It’s too easy to let that feedback become part of our self-image, personally or even as an organization. That’s a huge mistake, because often, feedback/criticism/stereotyping is just one glimpse into the fabric of who/what you are. It’s just an opinion.
One of my friends works at Zynga, the social gaming company that makes Farmville and a host of other games. They are under attack by stock market analysts and shareholders (down a third today!). He’s succumbing to the noise and beginning to question Zynga’s brand definitions: Fun, easy, engaging, social, high quality. He’s beginning to see the company as the leader of the ‘bubble-bust’. That will knock his lights out as a leader. The stock market reacts to, and does not predict a company’s destiny.
Another friend of mine, from my days at Yahoo, is going through something similar. In her annual review, her manager told her she was too nice and too compassionate to run a group or manage a P&L. She’s accpepted “weak” as a dimension to her professional brand. From now on, she’ll feel like she’s failing a little bit each time she is kind, empathetic or forgiving at work. Her inner dialogue will say, “you are successful despite your compassion.” That’s a terrible way for her to work, and over time, she’ll likely redefine herself as “tough but fair.” We have way too many of those grizzled types at work!
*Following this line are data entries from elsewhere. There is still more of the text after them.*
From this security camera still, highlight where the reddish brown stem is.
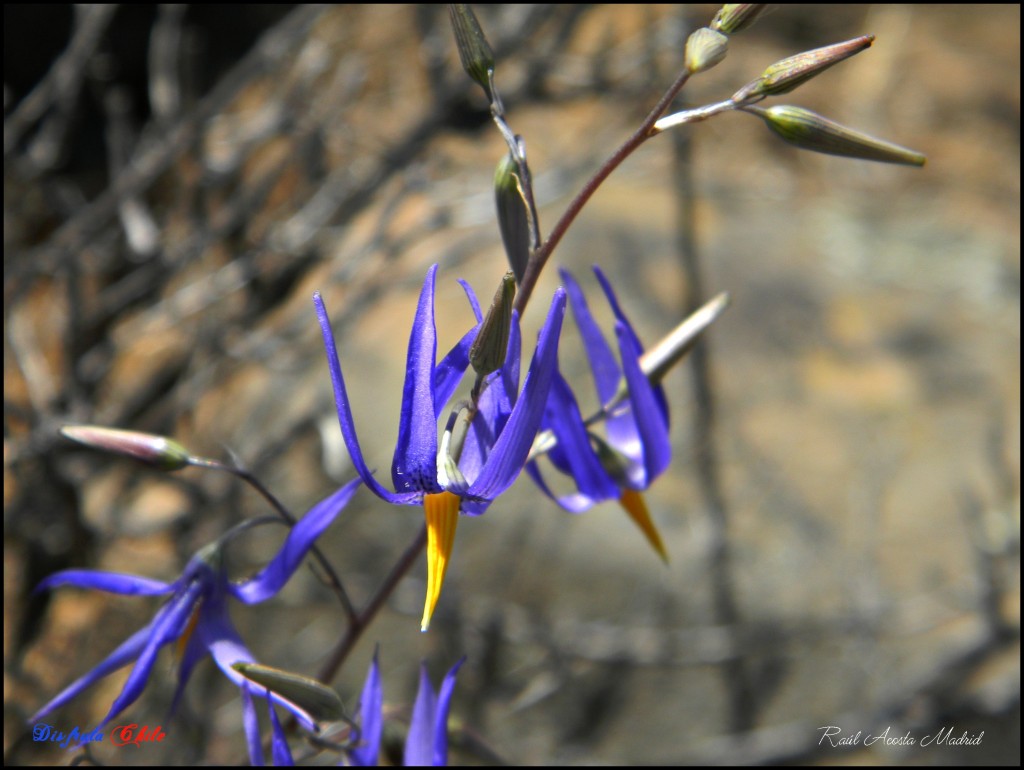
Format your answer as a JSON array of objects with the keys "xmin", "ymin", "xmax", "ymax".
[{"xmin": 513, "ymin": 67, "xmax": 692, "ymax": 316}]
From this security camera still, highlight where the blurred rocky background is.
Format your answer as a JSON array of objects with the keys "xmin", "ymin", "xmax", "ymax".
[{"xmin": 4, "ymin": 4, "xmax": 1019, "ymax": 765}]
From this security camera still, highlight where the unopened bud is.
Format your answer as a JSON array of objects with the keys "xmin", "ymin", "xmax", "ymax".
[
  {"xmin": 60, "ymin": 425, "xmax": 192, "ymax": 470},
  {"xmin": 470, "ymin": 271, "xmax": 516, "ymax": 376},
  {"xmin": 710, "ymin": 4, "xmax": 766, "ymax": 35},
  {"xmin": 749, "ymin": 105, "xmax": 927, "ymax": 166},
  {"xmin": 685, "ymin": 27, "xmax": 729, "ymax": 74},
  {"xmin": 494, "ymin": 153, "xmax": 531, "ymax": 284},
  {"xmin": 233, "ymin": 663, "xmax": 345, "ymax": 723},
  {"xmin": 733, "ymin": 35, "xmax": 874, "ymax": 102},
  {"xmin": 449, "ymin": 4, "xmax": 495, "ymax": 99}
]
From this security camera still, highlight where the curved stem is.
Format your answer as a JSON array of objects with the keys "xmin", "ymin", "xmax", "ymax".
[
  {"xmin": 315, "ymin": 523, "xmax": 428, "ymax": 684},
  {"xmin": 513, "ymin": 67, "xmax": 693, "ymax": 316},
  {"xmin": 191, "ymin": 456, "xmax": 358, "ymax": 625}
]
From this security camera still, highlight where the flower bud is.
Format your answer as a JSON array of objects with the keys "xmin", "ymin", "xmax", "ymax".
[
  {"xmin": 494, "ymin": 153, "xmax": 531, "ymax": 284},
  {"xmin": 60, "ymin": 425, "xmax": 192, "ymax": 470},
  {"xmin": 470, "ymin": 271, "xmax": 516, "ymax": 377},
  {"xmin": 750, "ymin": 105, "xmax": 927, "ymax": 166},
  {"xmin": 685, "ymin": 27, "xmax": 729, "ymax": 74},
  {"xmin": 710, "ymin": 4, "xmax": 766, "ymax": 35},
  {"xmin": 448, "ymin": 4, "xmax": 495, "ymax": 99},
  {"xmin": 233, "ymin": 662, "xmax": 345, "ymax": 723},
  {"xmin": 732, "ymin": 35, "xmax": 874, "ymax": 102}
]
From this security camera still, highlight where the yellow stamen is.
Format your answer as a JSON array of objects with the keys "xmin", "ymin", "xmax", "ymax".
[
  {"xmin": 421, "ymin": 491, "xmax": 461, "ymax": 632},
  {"xmin": 175, "ymin": 600, "xmax": 202, "ymax": 665},
  {"xmin": 619, "ymin": 489, "xmax": 669, "ymax": 564}
]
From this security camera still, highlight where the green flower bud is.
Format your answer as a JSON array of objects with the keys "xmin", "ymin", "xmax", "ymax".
[
  {"xmin": 470, "ymin": 271, "xmax": 516, "ymax": 377},
  {"xmin": 685, "ymin": 27, "xmax": 729, "ymax": 74},
  {"xmin": 733, "ymin": 35, "xmax": 874, "ymax": 102},
  {"xmin": 710, "ymin": 4, "xmax": 766, "ymax": 35},
  {"xmin": 60, "ymin": 425, "xmax": 192, "ymax": 470},
  {"xmin": 750, "ymin": 105, "xmax": 926, "ymax": 166},
  {"xmin": 448, "ymin": 4, "xmax": 495, "ymax": 99},
  {"xmin": 494, "ymin": 153, "xmax": 531, "ymax": 284},
  {"xmin": 233, "ymin": 662, "xmax": 345, "ymax": 724}
]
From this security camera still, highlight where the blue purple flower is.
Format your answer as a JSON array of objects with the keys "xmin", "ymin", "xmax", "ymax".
[
  {"xmin": 527, "ymin": 266, "xmax": 672, "ymax": 561},
  {"xmin": 29, "ymin": 478, "xmax": 361, "ymax": 764},
  {"xmin": 315, "ymin": 264, "xmax": 566, "ymax": 629},
  {"xmin": 349, "ymin": 651, "xmax": 464, "ymax": 766}
]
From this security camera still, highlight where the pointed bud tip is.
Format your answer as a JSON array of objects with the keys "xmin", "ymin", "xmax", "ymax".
[
  {"xmin": 754, "ymin": 105, "xmax": 927, "ymax": 166},
  {"xmin": 733, "ymin": 35, "xmax": 875, "ymax": 102}
]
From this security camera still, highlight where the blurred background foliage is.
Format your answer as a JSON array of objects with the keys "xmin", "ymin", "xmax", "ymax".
[{"xmin": 4, "ymin": 4, "xmax": 1019, "ymax": 765}]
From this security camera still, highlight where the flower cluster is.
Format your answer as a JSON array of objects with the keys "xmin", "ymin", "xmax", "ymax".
[
  {"xmin": 29, "ymin": 263, "xmax": 675, "ymax": 764},
  {"xmin": 315, "ymin": 261, "xmax": 675, "ymax": 631}
]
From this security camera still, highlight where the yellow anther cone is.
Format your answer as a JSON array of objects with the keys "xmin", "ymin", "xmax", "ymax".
[
  {"xmin": 619, "ymin": 489, "xmax": 669, "ymax": 564},
  {"xmin": 175, "ymin": 601, "xmax": 202, "ymax": 665},
  {"xmin": 421, "ymin": 491, "xmax": 461, "ymax": 631}
]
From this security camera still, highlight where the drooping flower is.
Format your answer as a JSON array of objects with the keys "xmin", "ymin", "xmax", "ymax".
[
  {"xmin": 29, "ymin": 478, "xmax": 361, "ymax": 765},
  {"xmin": 527, "ymin": 266, "xmax": 672, "ymax": 562},
  {"xmin": 349, "ymin": 651, "xmax": 465, "ymax": 767},
  {"xmin": 314, "ymin": 264, "xmax": 566, "ymax": 631}
]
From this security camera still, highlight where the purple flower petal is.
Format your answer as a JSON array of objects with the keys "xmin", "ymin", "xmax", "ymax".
[
  {"xmin": 433, "ymin": 322, "xmax": 477, "ymax": 416},
  {"xmin": 350, "ymin": 650, "xmax": 383, "ymax": 766},
  {"xmin": 456, "ymin": 278, "xmax": 484, "ymax": 323},
  {"xmin": 466, "ymin": 289, "xmax": 566, "ymax": 505},
  {"xmin": 502, "ymin": 309, "xmax": 522, "ymax": 402},
  {"xmin": 100, "ymin": 578, "xmax": 205, "ymax": 725},
  {"xmin": 240, "ymin": 682, "xmax": 264, "ymax": 766},
  {"xmin": 315, "ymin": 292, "xmax": 416, "ymax": 506},
  {"xmin": 392, "ymin": 264, "xmax": 442, "ymax": 496},
  {"xmin": 170, "ymin": 612, "xmax": 209, "ymax": 716},
  {"xmin": 594, "ymin": 265, "xmax": 670, "ymax": 429},
  {"xmin": 201, "ymin": 593, "xmax": 318, "ymax": 733},
  {"xmin": 232, "ymin": 478, "xmax": 360, "ymax": 605},
  {"xmin": 34, "ymin": 570, "xmax": 173, "ymax": 596},
  {"xmin": 615, "ymin": 321, "xmax": 671, "ymax": 484},
  {"xmin": 530, "ymin": 373, "xmax": 618, "ymax": 509},
  {"xmin": 29, "ymin": 622, "xmax": 153, "ymax": 723},
  {"xmin": 560, "ymin": 268, "xmax": 621, "ymax": 408},
  {"xmin": 525, "ymin": 461, "xmax": 598, "ymax": 513},
  {"xmin": 403, "ymin": 663, "xmax": 436, "ymax": 767},
  {"xmin": 457, "ymin": 312, "xmax": 521, "ymax": 486},
  {"xmin": 269, "ymin": 701, "xmax": 294, "ymax": 766},
  {"xmin": 432, "ymin": 657, "xmax": 465, "ymax": 766}
]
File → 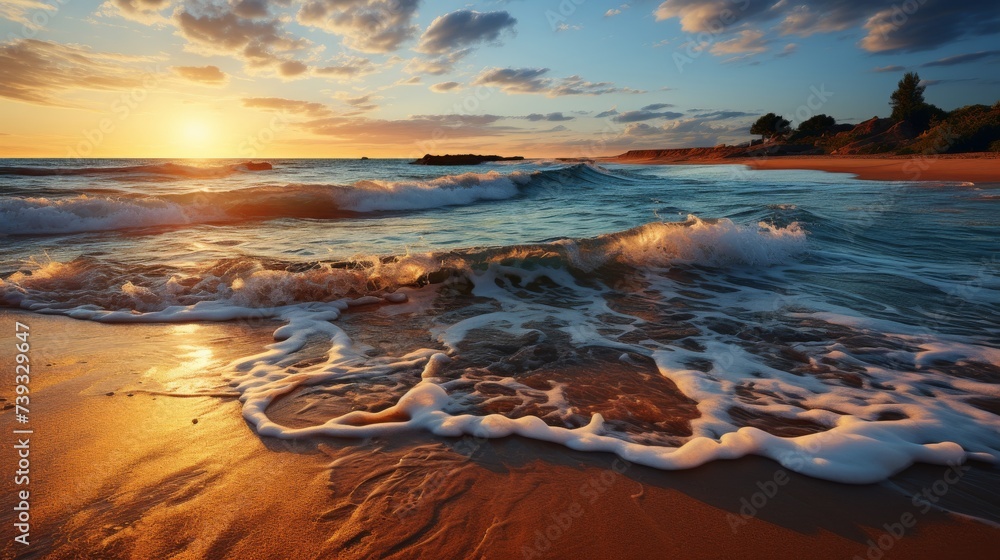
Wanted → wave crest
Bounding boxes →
[0,165,613,235]
[1,217,806,313]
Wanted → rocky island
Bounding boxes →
[411,154,525,165]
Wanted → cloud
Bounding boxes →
[709,30,768,55]
[640,103,674,111]
[232,0,269,18]
[776,43,797,57]
[919,78,976,87]
[612,110,684,123]
[471,67,548,93]
[300,114,513,143]
[654,0,1000,55]
[429,81,461,93]
[100,0,171,24]
[395,75,421,85]
[620,112,751,147]
[860,1,1000,53]
[170,64,227,85]
[0,39,151,106]
[872,64,906,73]
[556,23,582,32]
[654,0,773,32]
[472,67,643,96]
[279,60,308,77]
[621,123,662,137]
[613,107,757,149]
[334,92,378,112]
[692,110,756,120]
[1,0,57,28]
[776,3,866,37]
[297,0,420,53]
[921,50,1000,67]
[242,97,332,117]
[173,3,309,74]
[416,10,517,54]
[315,55,376,80]
[522,112,574,122]
[595,108,619,118]
[604,5,628,18]
[404,49,470,75]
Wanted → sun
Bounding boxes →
[182,121,212,144]
[174,118,219,158]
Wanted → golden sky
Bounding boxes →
[1,0,997,158]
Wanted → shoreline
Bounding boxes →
[606,153,1000,183]
[2,310,999,559]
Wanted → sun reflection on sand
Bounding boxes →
[140,324,227,393]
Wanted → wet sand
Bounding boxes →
[610,153,1000,183]
[1,310,998,559]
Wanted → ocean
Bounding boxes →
[1,158,998,484]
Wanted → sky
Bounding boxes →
[1,0,998,158]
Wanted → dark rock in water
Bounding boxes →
[361,156,370,160]
[411,154,525,166]
[245,161,273,171]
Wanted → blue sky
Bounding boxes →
[1,0,998,157]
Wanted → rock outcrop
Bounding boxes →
[411,154,525,165]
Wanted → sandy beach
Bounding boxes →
[3,0,1000,557]
[3,310,999,559]
[609,152,1000,183]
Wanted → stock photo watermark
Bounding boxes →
[854,462,970,560]
[10,320,33,547]
[521,456,632,559]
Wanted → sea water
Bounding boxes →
[1,158,998,484]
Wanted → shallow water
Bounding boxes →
[2,158,998,483]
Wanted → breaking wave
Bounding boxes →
[0,216,805,312]
[0,164,618,236]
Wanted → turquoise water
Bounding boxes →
[1,158,998,483]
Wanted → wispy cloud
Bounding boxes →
[472,67,644,96]
[242,97,332,117]
[655,0,1000,54]
[429,81,461,93]
[170,65,228,85]
[314,55,377,81]
[921,50,1000,67]
[1,0,58,28]
[300,114,514,143]
[612,110,683,123]
[100,0,171,25]
[0,39,154,106]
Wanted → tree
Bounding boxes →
[890,72,926,122]
[797,114,836,134]
[750,113,791,140]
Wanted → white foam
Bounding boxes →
[338,171,533,212]
[224,310,983,484]
[0,170,537,235]
[4,215,997,487]
[556,216,807,271]
[0,195,201,235]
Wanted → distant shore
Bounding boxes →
[607,151,1000,183]
[3,309,999,559]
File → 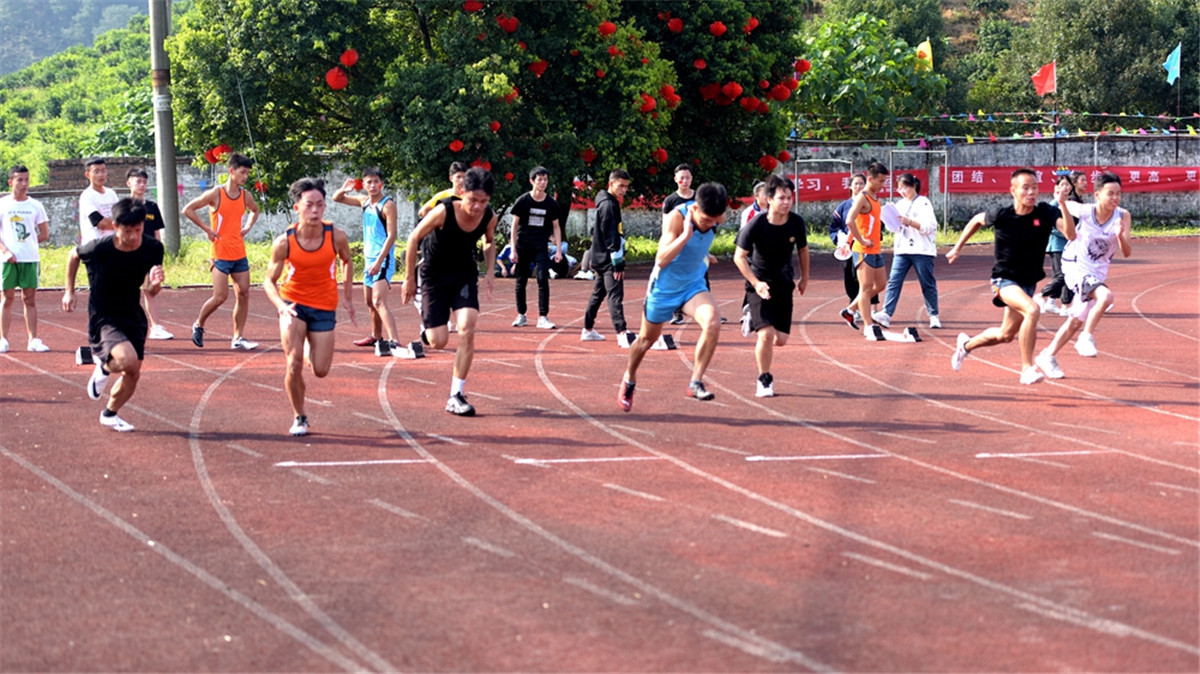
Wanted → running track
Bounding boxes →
[2,237,1196,671]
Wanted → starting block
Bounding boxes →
[408,341,426,358]
[75,345,94,365]
[883,327,921,343]
[651,334,677,351]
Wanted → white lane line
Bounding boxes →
[403,376,436,385]
[367,499,424,520]
[1092,531,1182,556]
[711,514,788,539]
[563,576,641,606]
[426,433,468,446]
[276,459,430,468]
[1172,441,1200,447]
[981,382,1028,391]
[1009,456,1072,469]
[1048,421,1119,435]
[948,499,1033,521]
[288,469,334,485]
[602,483,666,502]
[1015,601,1145,639]
[701,629,824,667]
[227,443,262,458]
[470,391,502,401]
[807,467,876,484]
[481,359,521,368]
[746,453,889,462]
[352,411,391,425]
[549,371,589,380]
[1151,481,1200,494]
[841,552,934,581]
[461,536,517,558]
[513,456,664,466]
[697,442,752,457]
[560,344,591,353]
[870,430,938,445]
[975,450,1111,459]
[609,423,655,436]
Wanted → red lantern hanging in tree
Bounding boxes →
[580,147,598,164]
[528,59,548,77]
[449,139,465,152]
[598,20,617,36]
[709,21,727,37]
[471,158,491,171]
[777,150,792,162]
[462,0,482,11]
[693,59,707,70]
[698,83,720,101]
[744,17,759,33]
[639,94,657,113]
[647,166,658,175]
[769,84,790,102]
[739,96,759,112]
[495,15,519,34]
[756,100,770,115]
[489,120,501,133]
[595,69,606,78]
[667,17,683,33]
[652,147,668,164]
[795,59,812,74]
[782,77,799,91]
[720,81,743,99]
[325,66,349,90]
[505,172,515,181]
[339,49,358,68]
[758,155,778,171]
Are you letting other’s feedback define you? In my latest book, Today We Are Rich, I offered up a solution for this, passed down by my grandmother (watch: The Nut and Shell Technique). I’ve always valued feedback, even when it’s negative. It tells me something I need to know about the messenger, or in some cases, me. But I never empower others to steal my director’s chair, and it’s this steadfast claim to my own image that gives me a sense of integrity.